Immigration is a politically divisive issue in the United States, where an estimated 12 million illegal aliens live. Hispanics, the largest immigrant group, are an increasingly important voting bloc and Mexico is a big U.S. trade partner.
Lawmakers failed to enact reforms in 2006 and 2007, and many fear another failure could delay change for a generation.
"What I have seen makes reform far more attainable this time around," Napolitano said.
"Many members of Congress said that they could support immigration reform in the future but only if we first made significant progress securing the border. Many of the benchmarks these members of Congress set in 2007 have been met."
President Barack Obama says he wants legislation to restructure immigration by early next year.
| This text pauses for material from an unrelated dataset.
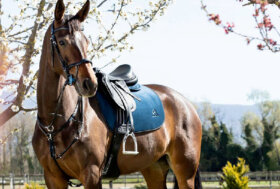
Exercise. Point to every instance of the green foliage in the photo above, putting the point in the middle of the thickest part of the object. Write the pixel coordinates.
(234, 175)
(140, 186)
(33, 186)
(218, 147)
Obama supports the idea of offering citizenship to illegal immigrants in good standing while getting immigration enforcement to crack down on employers who hire undocumented workers and hardening the porous border with Mexico.
But the 2010 timetable poses risks for Obama, already criticized for not meeting a campaign pledge to tackle the issue this year. If the debate drifts too far into next year, it could fall victim to congressional election year politics.
While Obama's Democratic Party controls Congress, some in the party may be wary of supporting immigration changes if doing so comes at the price of being painted as soft on illegal immigration or border security.
Napolitano, tasked by Obama to help expedite congressional efforts to craft a comprehensive immigration law, said legislative language is in the works.
The former governor of Arizona, a border state, added that her department is working to reassure Congress that proposals for processing and resolving illegal immigration cases are technologically feasible.
Seizures of contraband have climbed dramatically this year, she said, while enhanced enforcement and a weaker U.S. economy have cut the flow of illegal immigrants by more than half.
The number of people caught illegally entering the country dropped by 23 percent in the past year, the Wall Street Journal reported this week, citing rising U.S. unemployment and tighter security as main factors for the drop in border arrests.
Napolitano said a more favorable climate for comprehensive reform in Congress has also been buttressed by signs that more Americans want the broken immigration system fixed as well as vocal support from law enforcement officials, clerics and leaders from business and labor.
Without reform from Congress, the situation could quickly deteriorate. "If we don't have those laws, particularly when the economy begins to rebound, what I fear is that we will see another wave of illegal immigration despite the massive law enforcement resources that are at the border," she said.